Onszelf in de weg zitten

De individuele machteloosheid die voortkomt uit een kritiekloze acceptatie van de drie stellingen is mijns inziens onjuist. Het is geen feitelijke onmacht. We creëren de onmacht zelf door ons blind te staren op een gewenst resultaat of door elke methode te zien als een zelfstandig handelend instrument voor het bereiken van dat doel. Elke tegenslag of vertraging nodigt niet uit tot nieuwsgierig analyse van ons handelen maar tot het beurtelings vervloeken van de methode (het werkt niet!) en de feitelijke situatie (dit zou niet moeten gebeuren!). Uit wanhoop wordt dezelfde methode tegen beter weten in opnieuw ingezet of wordt het in z’n geheel weggegooid waarna wild gezocht wordt naar een alternatief. Men ervaart geen enkele verbinding met de omstandigheden maar voelt zich er eerder aan overgeleverd.

Verbinding

De drie misvattingen hinderen mijn contact en verbinding met de omgeving. Ze snijden mij af van de wereld om mij heen.
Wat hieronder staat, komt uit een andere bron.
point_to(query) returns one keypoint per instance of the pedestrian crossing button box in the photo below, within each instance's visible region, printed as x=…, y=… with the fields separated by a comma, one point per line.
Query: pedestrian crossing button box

Let wel! Ik beweer niet dat methoden, resultaten en feiten betekenisloos zijn. Ik heb ze nodig maar hun waarde is afhankelijk van hoe ik ze gebruik. Het streven is om methoden te gebruiken, met in acht neming van bepaalde feiten, om een proces te doorlopen en (deel)resultaten te realiseren teneinde begeerde prestaties te leveren. De uitkomsten zijn mijn uitkomsten of het nu successen zijn of mislukkingen. Beide bevatten kostbare feedback die ik kan gebruiken om mijn ontwikkeling verder vorm te geven.